Daniela Beltrani
Art and life face to face: artist and public meet through performance art in the streets
Performance title: Per speculum #6
Photo Credit: Lilyana Karadjova
Abstract
Monday September 18
12noon – 1:30pm CST | 19:00 – 20:30 CET
A Presentation
Since 2019 my artistic practice has predominantly manifested in the open spaces of cities and towns in Italy and across Europe. I take great pleasure in conceptualising and presenting my performances in the appealing city centres drenched in history and architecture, forgotten stories, surviving customs; in causing the passerby to stop and look, invest time and energy, ask questions, offer answers; in engendering a transient community brought together by art. The reflection on the many encounters with the other in the street triggered the shift of my focus from artist/artwork to audience. I began a textual research in a relatively recent field of studies: audience engagement.

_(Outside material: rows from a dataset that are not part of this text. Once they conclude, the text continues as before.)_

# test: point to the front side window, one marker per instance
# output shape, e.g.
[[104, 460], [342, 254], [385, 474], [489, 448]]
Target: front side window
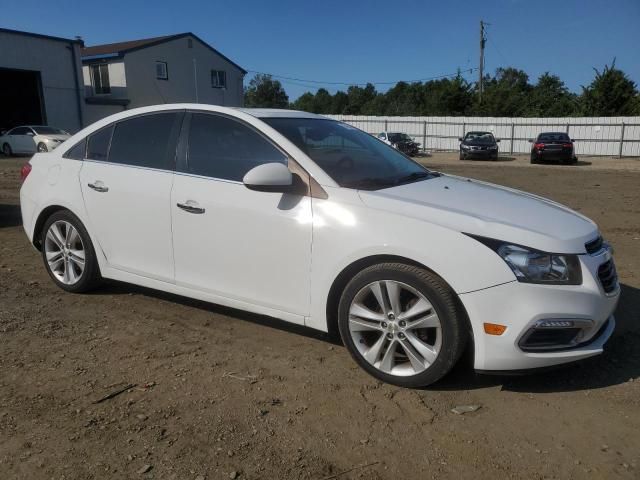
[[98, 144], [223, 148], [100, 79], [20, 131], [218, 78], [353, 158], [162, 71], [146, 141]]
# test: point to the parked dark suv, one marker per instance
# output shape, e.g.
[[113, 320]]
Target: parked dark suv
[[479, 145], [553, 146]]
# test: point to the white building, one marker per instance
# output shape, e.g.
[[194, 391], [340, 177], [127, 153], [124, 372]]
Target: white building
[[170, 69]]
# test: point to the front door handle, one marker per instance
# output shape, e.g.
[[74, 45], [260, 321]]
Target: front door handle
[[191, 207], [98, 186]]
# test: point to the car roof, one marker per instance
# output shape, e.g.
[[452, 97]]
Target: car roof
[[278, 113]]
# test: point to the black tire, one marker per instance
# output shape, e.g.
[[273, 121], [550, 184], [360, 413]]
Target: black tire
[[90, 277], [454, 326]]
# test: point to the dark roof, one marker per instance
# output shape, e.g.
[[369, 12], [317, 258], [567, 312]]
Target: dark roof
[[46, 37], [122, 48]]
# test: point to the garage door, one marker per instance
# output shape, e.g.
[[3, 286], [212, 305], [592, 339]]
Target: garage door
[[20, 98]]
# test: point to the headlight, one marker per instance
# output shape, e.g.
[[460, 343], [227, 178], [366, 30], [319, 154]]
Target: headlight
[[533, 266]]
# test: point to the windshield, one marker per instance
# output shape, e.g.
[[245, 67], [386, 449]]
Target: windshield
[[480, 137], [399, 137], [49, 131], [553, 137], [351, 157]]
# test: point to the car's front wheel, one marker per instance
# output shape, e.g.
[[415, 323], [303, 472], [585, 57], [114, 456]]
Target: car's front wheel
[[402, 324], [68, 253]]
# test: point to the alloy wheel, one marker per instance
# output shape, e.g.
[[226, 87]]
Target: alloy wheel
[[64, 251], [395, 328]]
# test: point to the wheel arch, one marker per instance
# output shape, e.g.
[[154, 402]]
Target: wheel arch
[[42, 218], [347, 273]]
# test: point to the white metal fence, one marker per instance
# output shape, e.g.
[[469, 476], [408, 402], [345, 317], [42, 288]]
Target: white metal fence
[[612, 136]]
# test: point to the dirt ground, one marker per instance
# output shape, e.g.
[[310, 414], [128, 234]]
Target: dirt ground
[[224, 394]]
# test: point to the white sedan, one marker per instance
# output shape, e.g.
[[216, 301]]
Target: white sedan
[[30, 139], [310, 220]]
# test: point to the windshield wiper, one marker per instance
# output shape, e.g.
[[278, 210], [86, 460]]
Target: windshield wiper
[[370, 183], [412, 177]]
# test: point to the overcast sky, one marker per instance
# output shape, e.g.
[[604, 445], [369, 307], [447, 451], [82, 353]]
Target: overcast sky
[[365, 41]]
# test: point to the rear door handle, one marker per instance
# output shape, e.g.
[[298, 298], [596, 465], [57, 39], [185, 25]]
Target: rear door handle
[[98, 186], [191, 207]]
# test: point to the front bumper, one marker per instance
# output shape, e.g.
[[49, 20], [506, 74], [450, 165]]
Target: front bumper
[[480, 153], [522, 306]]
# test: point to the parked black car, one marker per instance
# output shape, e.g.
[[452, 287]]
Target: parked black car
[[555, 146], [479, 145]]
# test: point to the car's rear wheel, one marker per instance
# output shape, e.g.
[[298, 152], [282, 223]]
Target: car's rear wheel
[[68, 253], [6, 150], [402, 324]]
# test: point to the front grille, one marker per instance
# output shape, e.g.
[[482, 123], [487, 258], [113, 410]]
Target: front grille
[[548, 339], [608, 276], [594, 246]]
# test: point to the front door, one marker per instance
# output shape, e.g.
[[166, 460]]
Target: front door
[[126, 183], [249, 246]]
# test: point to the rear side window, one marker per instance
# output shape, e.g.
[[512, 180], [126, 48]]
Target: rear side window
[[77, 151], [98, 145], [146, 141], [220, 147]]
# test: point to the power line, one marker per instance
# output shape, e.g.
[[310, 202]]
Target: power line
[[319, 82]]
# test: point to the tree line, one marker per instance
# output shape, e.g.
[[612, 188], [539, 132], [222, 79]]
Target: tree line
[[507, 93]]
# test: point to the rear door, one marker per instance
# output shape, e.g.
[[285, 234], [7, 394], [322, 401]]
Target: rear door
[[250, 246], [126, 181]]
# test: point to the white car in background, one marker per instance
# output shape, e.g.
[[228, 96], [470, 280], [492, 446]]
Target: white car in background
[[310, 220], [29, 139]]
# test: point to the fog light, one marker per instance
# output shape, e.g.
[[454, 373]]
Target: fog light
[[494, 329], [555, 324]]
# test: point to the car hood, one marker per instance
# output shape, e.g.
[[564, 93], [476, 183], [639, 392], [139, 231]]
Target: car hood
[[61, 137], [480, 208], [479, 144]]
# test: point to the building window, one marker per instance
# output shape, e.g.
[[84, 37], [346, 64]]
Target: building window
[[100, 79], [162, 72], [218, 79]]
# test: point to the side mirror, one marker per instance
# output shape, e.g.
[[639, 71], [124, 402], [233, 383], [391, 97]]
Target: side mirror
[[269, 177]]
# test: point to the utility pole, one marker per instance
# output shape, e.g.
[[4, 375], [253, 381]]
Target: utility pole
[[483, 39]]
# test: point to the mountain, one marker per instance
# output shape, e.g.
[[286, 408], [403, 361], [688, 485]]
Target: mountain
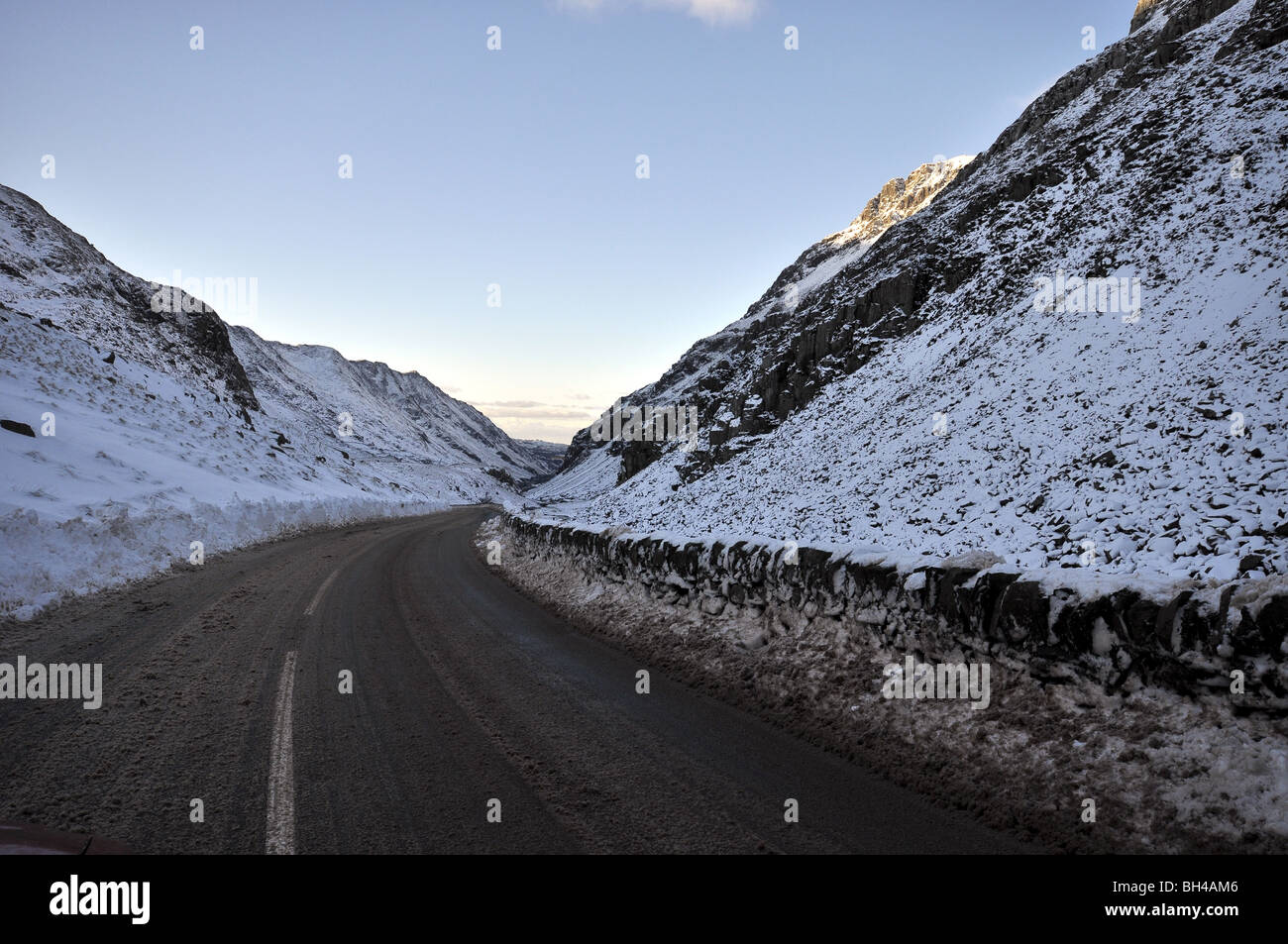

Performance art is an artform sui generis, insofar as it is ephemeral, unmediated, dematerialised, informal, free and accessible to all. It does not require a designated space, a ticket, or a critic, to be experienced: it is enough to be human. Can we call audience the people whose curiosity is piqued by a performance in the street? Can we open up to other sciences to explain the sometimes magical mechanisms of engagement between the artist and the other in the street? What about those who spurn performance art?
After a short contextualisation and introduction, I will depart from a specific definition of performance art and select the two guiding key words, experience and people. I will unfold possible meanings of the former, drawing concepts also from psychological aesthetics and positive psychology, whilst preparing the ground for the latter. I will then widen the term audience to include public, particularly with regard to performance art presented in open spaces, which therefore offers two exciting dimensions: complete accessibility and possibility of intervention. These are manifestations of liveness, one of the topics of audience research in the performing arts. Recovering the initial word experience and drawing from the most recent research in performance studies, I will move onto discuss the prospect of liveness as experience, not as a monolithically ontological quality of performance art, but as a lively and contingent dimension of the intersubjective relationship. Lastly, I will introduce the metaphor of kōan for spontaneous performance art, before moving on to apply the interesting kōan/satori cognitive schema from recent research, to put forward a possible explanation for the mechanisms of resistance to performance art or its potential overcoming.